When we stop looking to the labor itself to be our source of fulfillment, we are free to find enjoyment in it.
Idolatry can be tough to pinpoint until something happens to the thing we value most or the thing we’ve placed our hope in. For some, work is such an idol in that it not only hinders the enjoyment of rest; it also becomes difficult to actually enjoy the blessing of work. God tells us to have no other god before Him. When we go against this command, it will only take away our true joy.
ITM: The first question of the Westminster Catechism is, “What is the chief end of man?” And the answer is, “To glorify God, and to enjoy him forever.” That’s easy to say. But what does it actually look like in real-world practice?
Trillia: I don’t want to just give a list of how-tos. I can’t tell you exactly what you must do in order to glorify God and enjoy Him forever. Yes, we must accept Jesus as Lord and Savior, but beyond that, I can’t tell anyone, “This is what your life must look like,” because we’re so different! God has given us different gifts, different desires, and different loves because that delights Him.
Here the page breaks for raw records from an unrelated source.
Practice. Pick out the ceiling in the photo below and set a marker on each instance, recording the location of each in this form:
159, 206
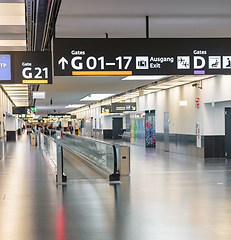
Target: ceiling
125, 19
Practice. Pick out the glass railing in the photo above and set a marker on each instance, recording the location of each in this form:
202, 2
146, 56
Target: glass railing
101, 153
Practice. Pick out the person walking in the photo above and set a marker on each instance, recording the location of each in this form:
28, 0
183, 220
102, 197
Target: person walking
71, 129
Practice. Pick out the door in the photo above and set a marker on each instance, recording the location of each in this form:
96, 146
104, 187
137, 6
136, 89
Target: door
117, 127
166, 131
228, 132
However, I will say that Paul’s admonition to the church at Corinth is a good place to start: “Whether, then, you eat or drink or whatever you do, do all to the glory of God” (1 Corinthians 10:31). Whatever we’re doing, we should do it with contented, restful, thankful hearts. Ultimately, what it looks like is fearing the Lord, worshipping Him, and walking that out in the way that God has called us. One day, it will all make sense, and we will be able to enjoy Him with a pure heart, rejoicing, asking Him all the questions, and being completely and totally satisfied. Until that day, we must work out our salvation with fear and trembling and do our best to walk—and work and rest and, yes, even play—fully submitted to Him.